What about techies? They invest in tomorrow. They're idealists, builders. While hedgies exploit opportunities, the techies create them, at least until their bubbles burst.
“What motivates Silicon Valley C.E.O.’s is typically not making money but making a difference,” says Zach Nelson, chief executive of the software company NetSuite, which registered for an initial public offering in July. “What motivates hedge fund managers is making money—and not just for themselves but for their clients.” In a Seinfeld-esque moment, he adds, “Personally, I don’t find anything wrong with it.”
Nelson’s statement is telling. Talking to tech types, you get the sense that they are increasingly awed by East Coast private money. There might even be a hint of fear.
“The hedge fund structure is an unstoppable force in the market,” says Roger McNamee, co-founder of Elevation Partners, a Silicon Valley investment firm divided between tech and private equity. “Possible analogies might include Sherman’s march to the sea or the spread of kudzu.”
Marc Andreessen, co-founder of Netscape, has made a point of getting to know the hedgies. During one trip East, he visited hedge fund managers to persuade them to invest in his latest company, Ning. Such pilgrimages are likely to become more common, he says. The tech industry needs hedge fund money. The names of hedge funds are starting to be murmured at those Silicon Valley parties.
The hedgies don’t seem to have quite the same sense of wonder about Silicon Valley. “If anything, the hedge fund infatuation with tech is much smaller today than it was five years ago,” says Jeff Matthews, who runs the hedge fund Ram Partners.
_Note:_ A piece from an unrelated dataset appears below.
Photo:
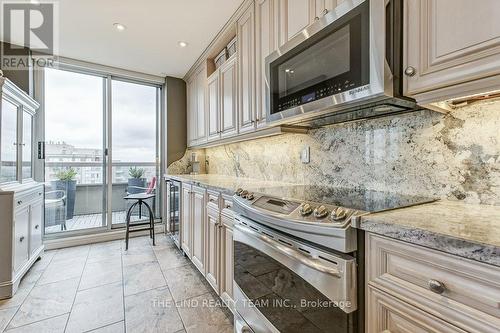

What if these investors wind up in the driver’s seat of the U.S. economy? What if they are America’s new face to the world—not General Motors, Disney, Microsoft, or Google, but Steve Cohen and his SAC Capital Advisors? In other words, instead of cars, entertainment, or information, this nation’s best-known product would be a financial dark art. Gordon Gekko meets Lord Voldemort. Greed is magic.
For citizens of Tehran, Caracas, or, God knows, Paris, such dominance by U.S. hedge funds should prove to be as uplifting as it is for Americans to hear about Exxon’s profit windfall while filling their cars with $3-per-gallon gas. McNamee has concerns too. “The hedge fund phenomenon has further shortened time horizons on Wall Street,” he says, forcing C.E.O.’s to focus on near-term results. “For every Intel that spends too much on its future, there are at least 10 companies that don’t spend enough,” McNamee says. “Over time, this will hurt the U.S. economy.” The more heartbreaking commentary, though, comes from NetSuite’s Nelson: “I told my nephew, who is at Santa Clara University, if he wants to make money, be a hedge fund manager, not a high-tech C.E.O.”